The 2017 Africa Innovate Conference, organized by the MIT Sloan Africa Business Club was quite the resounding success.
The 2017 Africa Innovate Conference, organized by the MIT Sloan Africa Business Club was quite the resounding success; from the aptly timed humor in the addresses of the event’s various keynote speakers, to the hands-on workshop experiences that necessitated collaboration amongst the attendees of the conference, with an end to addressing realtime pressing matters that affect actual business organizations, the event fared remarkably well.
In his keynote speech, the CEO of Century Group, one Ken Atete, “married to one wife, with children from one wife” as he so emphatically insisted upon, stressed the value of ameliorating modernity as a conduit by which social change could potentially be instituted on the continent of Africa as a means by which to curb rampant systemic corruption and misappropriation of power by the political class in Africa.
Á la Atete, an attempt at subverting the decrepit structural bureaucracies that culture corruption gross negligence and impunity in the continent, would effectively be an attempt at making possible the reality of corrective, constructive reform; citing the Nigerian case study of how Uber, the technology-transportation company, has sapped vitality from the local transportation unions that were previously influential in swinging electoral votes, Atete alluded to the possibility of a reimagining of political contracts on the continent, absent a full-scale civil war; a bloodless revolution as it were.
Atete urged his audience consider the potential, in the un-abating pursuit for modernity, to effectively strip corrupt politics of the grip it holds on the African populous by emancipating the African individual from over dependence on political expediencies. In closing, Atete did advocate for the loosening of communal ties alongside a compensatory surge in individual economic independence, a note which left many thinking variously about what the campaign toward industrialization would mean for the fast fading sense of African individuality on the continent.
In line with the ambitions toward modernization, the Financial Innovation panelists at event postulated a good many ideas that would serve to actualize these very goals. The Associate Partner and Lagos office director of Dalberg, Nneka Eze, placed particular emphasis on the value of combating structural marginalization in the wealth circles of the African continent, placing a somewhat finer point on the need to stymie the exclusion and underrepresentation of women and other ostracized peoples, in wealth distribution on the continent.
In an effort to streamline the engagement process with the money economy for the average African individual, panelist Chris Bates, Chief Security Officer at Bitland spoke for the activities of his affiliate firm, formalizing titles and effectively putting the land back on the map for individuals connected to African properties, to be able to evaluate, trade in, and present as collateral to banking and non-banking financial institutions.

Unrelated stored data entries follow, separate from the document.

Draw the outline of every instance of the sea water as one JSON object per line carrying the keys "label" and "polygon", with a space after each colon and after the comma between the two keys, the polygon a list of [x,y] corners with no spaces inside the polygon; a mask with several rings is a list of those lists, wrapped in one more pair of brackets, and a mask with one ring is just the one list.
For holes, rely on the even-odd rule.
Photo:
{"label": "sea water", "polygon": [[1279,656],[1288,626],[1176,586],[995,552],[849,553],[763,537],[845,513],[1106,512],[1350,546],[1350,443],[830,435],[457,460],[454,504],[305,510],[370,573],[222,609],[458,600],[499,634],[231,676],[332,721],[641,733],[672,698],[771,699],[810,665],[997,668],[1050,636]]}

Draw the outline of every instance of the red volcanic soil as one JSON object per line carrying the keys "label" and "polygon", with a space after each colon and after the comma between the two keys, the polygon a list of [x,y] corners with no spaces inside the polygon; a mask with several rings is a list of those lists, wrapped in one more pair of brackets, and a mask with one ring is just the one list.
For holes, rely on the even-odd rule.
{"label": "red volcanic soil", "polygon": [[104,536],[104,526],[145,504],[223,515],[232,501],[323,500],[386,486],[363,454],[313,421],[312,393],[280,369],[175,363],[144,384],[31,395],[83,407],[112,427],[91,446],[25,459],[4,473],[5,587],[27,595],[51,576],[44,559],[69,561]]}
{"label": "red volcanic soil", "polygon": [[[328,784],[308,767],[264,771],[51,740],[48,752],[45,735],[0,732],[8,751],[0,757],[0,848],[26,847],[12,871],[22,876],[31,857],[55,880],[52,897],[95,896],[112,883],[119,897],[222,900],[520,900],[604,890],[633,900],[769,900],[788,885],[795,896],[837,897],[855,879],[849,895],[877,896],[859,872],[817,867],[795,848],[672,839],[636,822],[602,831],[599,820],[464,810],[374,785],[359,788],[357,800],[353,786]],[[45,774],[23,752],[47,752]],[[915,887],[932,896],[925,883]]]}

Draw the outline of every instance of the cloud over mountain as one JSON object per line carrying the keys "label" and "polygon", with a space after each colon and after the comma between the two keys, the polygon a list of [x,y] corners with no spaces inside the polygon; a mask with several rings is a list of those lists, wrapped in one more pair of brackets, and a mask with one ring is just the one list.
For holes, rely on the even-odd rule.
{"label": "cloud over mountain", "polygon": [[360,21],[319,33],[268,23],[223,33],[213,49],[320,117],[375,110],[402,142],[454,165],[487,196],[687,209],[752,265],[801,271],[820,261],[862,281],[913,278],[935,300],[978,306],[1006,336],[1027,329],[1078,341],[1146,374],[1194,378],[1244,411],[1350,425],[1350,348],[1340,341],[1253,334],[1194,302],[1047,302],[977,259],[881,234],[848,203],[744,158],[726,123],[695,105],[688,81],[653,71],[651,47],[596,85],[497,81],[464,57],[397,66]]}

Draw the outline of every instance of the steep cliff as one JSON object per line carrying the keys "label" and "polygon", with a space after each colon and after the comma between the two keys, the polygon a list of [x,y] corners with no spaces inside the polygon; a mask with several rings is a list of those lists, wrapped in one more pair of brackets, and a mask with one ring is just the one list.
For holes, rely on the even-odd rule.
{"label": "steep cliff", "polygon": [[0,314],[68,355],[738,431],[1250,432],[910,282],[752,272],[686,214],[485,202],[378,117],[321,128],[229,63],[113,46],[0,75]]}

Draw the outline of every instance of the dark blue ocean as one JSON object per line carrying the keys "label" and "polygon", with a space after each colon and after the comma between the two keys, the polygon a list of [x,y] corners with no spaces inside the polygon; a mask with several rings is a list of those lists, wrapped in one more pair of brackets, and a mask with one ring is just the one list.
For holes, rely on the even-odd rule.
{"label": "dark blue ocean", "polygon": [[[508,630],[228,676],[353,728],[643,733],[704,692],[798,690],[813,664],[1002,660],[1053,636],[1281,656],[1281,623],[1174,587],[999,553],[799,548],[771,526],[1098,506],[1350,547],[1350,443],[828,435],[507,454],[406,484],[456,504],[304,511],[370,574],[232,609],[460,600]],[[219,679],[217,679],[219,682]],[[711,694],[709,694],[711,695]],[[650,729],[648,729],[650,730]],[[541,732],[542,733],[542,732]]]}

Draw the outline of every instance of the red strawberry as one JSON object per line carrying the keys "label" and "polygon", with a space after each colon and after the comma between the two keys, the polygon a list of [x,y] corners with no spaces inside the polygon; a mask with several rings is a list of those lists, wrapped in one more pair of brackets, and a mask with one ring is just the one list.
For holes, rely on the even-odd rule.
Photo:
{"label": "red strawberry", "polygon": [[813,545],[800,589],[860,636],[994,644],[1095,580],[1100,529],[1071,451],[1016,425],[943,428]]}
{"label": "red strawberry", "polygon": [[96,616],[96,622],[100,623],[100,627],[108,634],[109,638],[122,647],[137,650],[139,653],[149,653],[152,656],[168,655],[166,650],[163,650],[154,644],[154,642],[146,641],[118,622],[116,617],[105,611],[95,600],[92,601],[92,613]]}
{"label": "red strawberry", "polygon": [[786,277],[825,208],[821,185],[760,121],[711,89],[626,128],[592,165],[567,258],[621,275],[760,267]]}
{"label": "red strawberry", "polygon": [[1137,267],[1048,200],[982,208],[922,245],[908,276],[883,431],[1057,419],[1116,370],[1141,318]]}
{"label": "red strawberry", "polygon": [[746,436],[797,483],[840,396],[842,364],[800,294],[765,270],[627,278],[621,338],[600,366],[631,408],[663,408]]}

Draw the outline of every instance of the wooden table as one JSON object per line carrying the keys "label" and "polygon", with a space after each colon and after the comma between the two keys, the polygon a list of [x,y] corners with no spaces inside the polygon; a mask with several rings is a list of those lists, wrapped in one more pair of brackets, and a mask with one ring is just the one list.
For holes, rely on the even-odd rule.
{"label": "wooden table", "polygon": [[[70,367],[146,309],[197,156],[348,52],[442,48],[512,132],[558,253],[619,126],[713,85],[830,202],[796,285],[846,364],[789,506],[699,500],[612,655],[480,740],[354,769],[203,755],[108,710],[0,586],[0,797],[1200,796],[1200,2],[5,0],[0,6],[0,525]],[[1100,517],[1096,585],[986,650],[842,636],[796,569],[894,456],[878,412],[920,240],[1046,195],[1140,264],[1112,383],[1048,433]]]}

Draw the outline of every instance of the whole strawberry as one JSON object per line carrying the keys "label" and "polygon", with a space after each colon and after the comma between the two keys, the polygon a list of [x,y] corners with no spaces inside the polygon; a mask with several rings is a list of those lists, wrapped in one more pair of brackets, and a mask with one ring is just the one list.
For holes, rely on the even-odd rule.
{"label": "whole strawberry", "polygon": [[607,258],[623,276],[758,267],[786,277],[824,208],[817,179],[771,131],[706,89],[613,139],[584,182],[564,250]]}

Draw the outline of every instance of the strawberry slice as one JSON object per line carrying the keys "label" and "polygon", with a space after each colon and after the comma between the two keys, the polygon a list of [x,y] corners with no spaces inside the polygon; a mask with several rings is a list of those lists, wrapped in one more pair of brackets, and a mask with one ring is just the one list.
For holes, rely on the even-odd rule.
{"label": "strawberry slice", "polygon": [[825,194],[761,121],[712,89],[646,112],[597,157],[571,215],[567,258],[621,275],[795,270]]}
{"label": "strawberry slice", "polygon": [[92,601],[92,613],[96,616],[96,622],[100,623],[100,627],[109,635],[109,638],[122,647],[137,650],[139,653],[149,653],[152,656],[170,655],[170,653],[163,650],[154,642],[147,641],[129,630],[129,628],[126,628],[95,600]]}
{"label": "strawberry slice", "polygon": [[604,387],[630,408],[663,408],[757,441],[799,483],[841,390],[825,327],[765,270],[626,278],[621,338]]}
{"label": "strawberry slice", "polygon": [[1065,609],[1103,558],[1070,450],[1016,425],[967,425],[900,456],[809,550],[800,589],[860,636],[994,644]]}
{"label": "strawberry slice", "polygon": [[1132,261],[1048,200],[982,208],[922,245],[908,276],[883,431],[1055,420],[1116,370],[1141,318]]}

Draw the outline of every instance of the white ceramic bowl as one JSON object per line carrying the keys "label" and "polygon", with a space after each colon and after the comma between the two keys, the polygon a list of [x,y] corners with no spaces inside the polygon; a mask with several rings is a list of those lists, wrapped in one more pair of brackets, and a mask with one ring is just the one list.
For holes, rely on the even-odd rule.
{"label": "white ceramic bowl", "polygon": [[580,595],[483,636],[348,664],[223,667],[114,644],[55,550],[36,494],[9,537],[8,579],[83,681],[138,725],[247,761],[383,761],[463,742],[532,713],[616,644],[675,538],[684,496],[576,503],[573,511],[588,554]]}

In much the same vein, Kate Hyder, Senior Associate Advisory Services at Root Capital, alluded to the consideration of basic purchase orders in the process of loan screening as collateral enough for the customers of her affiliate firm, a practice which she intimated was geared toward making the cost of doing business more attainable to the average African individual; all of which would effectively serve to improve the industrial standing of the continent as a whole, relative to the development of others.
For the “Vision Talk” segment of the conference, the audience was treated to what amounted to an electrifying sales pitch by South African D.J Sbusiso Leope co-founder of the first African owned energy drink brand, “Mofaya”. After sharing his life story which was punctuated by regaling takes of his previous professional successes and failures, Dj Sbu proceeded to encourage his audience to embrace their cultural nuances and to capitalize on the validity of their ethnicities in designing business endeavors and ultimately in inviting the world of potential consumers to take a chance on such.
In presenting his brand of energy drink, “Mofaya”, as “Pro-black but not anti-white”, Dj Sbu intimated the inherent possibility and indeed, novelty in packaging African individuality into the business practices of the continent if only to foster product differentiation. In what was quite the appropriate end to his address, Dj Sbu underscored the importance of legacy projects in African business that would transcend the myopia of personal wealth and launch the continent in a trajectory of cooperative industry for the sake of the African posterity.